The large, empty trailers behind the trucks were as inviting to the infected as a bed was to an exhausted soldier. They didn’t seem to mind the heat. It was the darkness that comforted them.
Their figures, merely silhouettes in the back of the open trucks at first, became more distinct as they stumbled into the light. Most appeared to be from the vehicle wrecks, and they sported open and dry wounds to the head. Two were missing limbs, and one had blood caked around its mouth, dried into a grotesque beard.
“We’re surrounded!” said Smith.
Stiles’s eyebrows shot up, and he looked from the imminent threat toward the far end of the bridge. Shamblers were now approaching from both directions. From the Lexington side of the bridge, infected were pulling themselves from piled wrecks. The survivors moved closer together, firing at will. Shamblers dropped left and right, but for each one that fell, a pair seemed to appear and take its place, the virus’s version of a stumbling Hydra.
Worse, from what Stiles could see, there were small neighborhoods on either side of their destination. He could see even more doddering figures emerging from side streets to reinforce their undead companions.
“This is very, very bad,” said Rico in a trembling voice.
“Thank you!” Stiles shouted, not having to keep quiet anymore. He levered another round into his Winchester and dropped a shambler with a well-aimed shot. “It’s always nice to know when things have gotten somehow worse. I swear to God”—he shot another dead thing dead again—“if we get out of this, I’m going to feed you that fucking gun.”
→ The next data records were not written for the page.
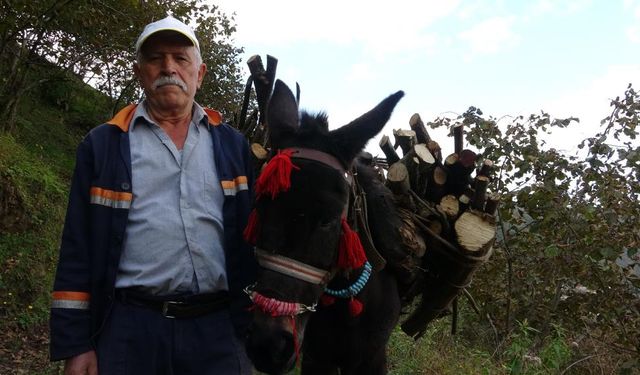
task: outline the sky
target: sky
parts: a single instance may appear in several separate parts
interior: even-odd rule
[[[277,58],[276,77],[300,84],[300,107],[326,112],[331,128],[403,90],[367,146],[374,155],[412,114],[426,122],[469,106],[496,118],[578,117],[548,139],[573,153],[612,98],[640,89],[640,0],[213,2],[234,17],[243,63]]]

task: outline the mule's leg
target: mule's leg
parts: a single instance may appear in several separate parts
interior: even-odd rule
[[[333,373],[331,373],[333,374]],[[386,375],[387,353],[385,348],[371,353],[367,360],[360,362],[355,367],[343,368],[341,375]]]
[[[302,356],[301,375],[339,375],[338,367],[328,361],[314,361],[309,355]]]

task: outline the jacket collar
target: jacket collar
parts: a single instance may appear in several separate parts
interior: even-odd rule
[[[133,118],[137,107],[137,104],[129,104],[128,106],[122,108],[118,113],[116,113],[116,115],[113,116],[111,120],[107,121],[107,124],[117,126],[125,133],[128,132],[129,124],[131,124],[131,119]],[[220,114],[220,112],[209,108],[203,109],[207,114],[210,125],[218,126],[222,123],[222,115]]]

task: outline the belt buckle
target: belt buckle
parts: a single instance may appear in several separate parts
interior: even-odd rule
[[[175,319],[176,316],[169,313],[169,308],[171,306],[180,306],[180,305],[184,305],[184,302],[180,302],[180,301],[164,301],[162,303],[162,316],[164,316],[165,318],[169,318],[169,319]]]

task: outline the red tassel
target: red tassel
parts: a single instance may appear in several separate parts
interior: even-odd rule
[[[258,240],[258,226],[260,222],[258,221],[258,212],[254,208],[249,214],[249,219],[247,221],[247,226],[244,228],[244,232],[242,232],[242,236],[244,240],[247,241],[248,244],[255,245]]]
[[[355,318],[356,316],[360,315],[363,308],[364,307],[362,306],[362,302],[360,302],[359,300],[351,298],[351,300],[349,301],[349,315],[351,315],[352,317]]]
[[[291,170],[300,169],[291,162],[293,150],[279,151],[260,172],[256,180],[256,194],[260,198],[263,194],[271,195],[274,199],[281,191],[291,187]]]
[[[338,249],[338,267],[342,269],[360,268],[367,261],[358,233],[354,232],[347,220],[342,218],[342,236]]]
[[[320,304],[322,306],[331,306],[336,303],[336,297],[330,296],[328,294],[323,294],[320,296]]]

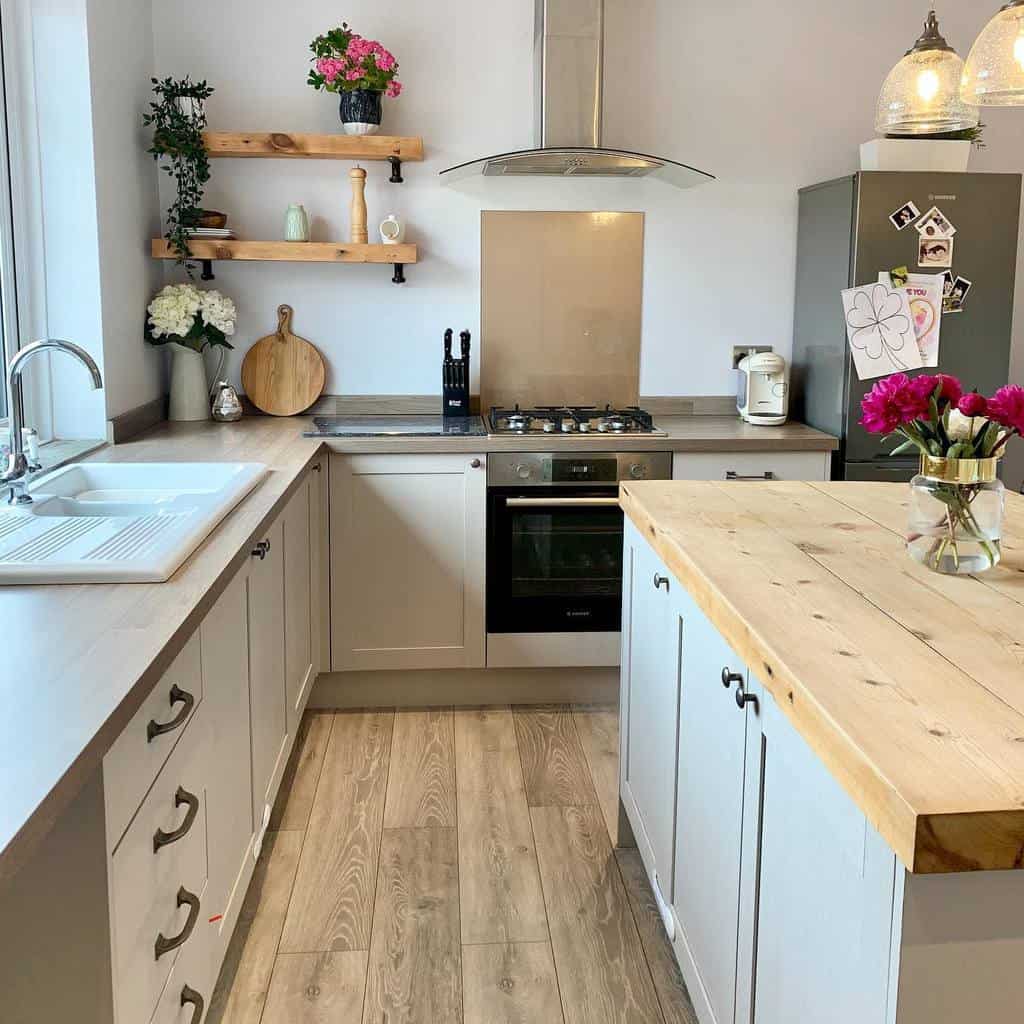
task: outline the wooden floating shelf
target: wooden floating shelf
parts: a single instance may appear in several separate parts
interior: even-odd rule
[[[423,140],[401,135],[313,135],[308,132],[203,132],[211,157],[286,157],[292,160],[387,160],[393,182],[402,162],[423,159]]]
[[[241,239],[199,239],[189,243],[192,258],[209,264],[213,260],[259,260],[291,263],[391,263],[392,280],[405,281],[402,267],[417,261],[415,245],[380,245],[357,242],[250,242]],[[154,259],[177,259],[177,253],[165,238],[154,238]],[[207,276],[209,274],[209,276]],[[209,267],[204,280],[210,280]]]

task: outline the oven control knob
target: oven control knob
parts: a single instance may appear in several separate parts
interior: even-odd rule
[[[629,467],[629,475],[634,480],[639,480],[641,477],[647,475],[647,467],[644,466],[642,462],[634,462],[633,465]]]
[[[516,466],[516,476],[519,477],[520,480],[529,480],[530,467],[520,462],[519,465]]]

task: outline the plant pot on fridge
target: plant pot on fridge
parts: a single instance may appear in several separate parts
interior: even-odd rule
[[[972,145],[962,139],[872,139],[861,144],[860,169],[962,173]]]

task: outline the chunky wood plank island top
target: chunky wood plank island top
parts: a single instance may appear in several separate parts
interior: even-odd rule
[[[1024,498],[977,577],[910,560],[885,483],[624,484],[621,503],[920,873],[1024,868]]]

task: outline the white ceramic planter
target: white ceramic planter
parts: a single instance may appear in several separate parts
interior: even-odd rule
[[[872,139],[860,147],[862,171],[963,172],[971,159],[970,142],[946,139]]]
A scream cut through the gunfire. A shambler, crawling under a car, had grabbed Brown by the leg and was pullin
g him down. He fell hard and his breath was knocked out of him in a whoof of pain. Brown twisted his weapon around and fired at the prone shambler. The shot might have worked—but Brown’s own foot was in the way. The round tore through his boot, ripped through his flesh, and exited the sole of his boot. The sailor screamed in pain and reached out his free hand to Jones and Smith.
Smith grabbed at Brown’s arm, trying to pull him free, but the shambler had a firm grip.
“Don’t let go, man!” Brown cried. “Don’t let go!”
“I’ve got you, I’ve got you!” Smith yelled. “Hold on!”
Brown’s reply was cut off as the shambler sank its teeth into the sailor’s leg. Blood poured from the wound.
“Brown!” Smith shouted. “Don’t let go!”
Despite his strong grip, Smith felt Brown’s hands slipping away. With a final effort, Smith attempted to pull the wounded sailor free as Jones opened fire on the dead man. His hands came loose, and Brown, screaming in agony, vanished under the car, dragged violently by the shambler. Wet, sloshing noises drowned out the sailor’s wails. Smith recoiled, horrified. Brown, out of sight under the vehicle, was being eaten alive. Brown’s screams abated, and fell away into silence.
“He’s gone! Focus fire on the shamblers!” Harris said, all business. There would be time to mourn for Brown later. “Rico! Hillyard! Cover our backs! Everyone else, focus fire front! Clear us a goddamn path!”
The shamblers were looming up as if by magic, appearing from behind the remnants of cars and pulling themselves up from the shady confines of half-open trunks. What had once been a half-dozen were now well into the twenties, drawn by the gunfire and frantic shouts of the survivors.
“Gangway, motherfuckers!” Allen shouted, flipping the selector switch of his MP-5 to three-round burst.
Stiles watched Harris follow suit, sending rounds downrange as fast as he could manage. He didn’t even seem to be trying for head shots anymore. The inertia of the lead was enough to cause the shamblers to stumble and fall, giving the survivors a chance to move past them without fear of being grappled and bitten.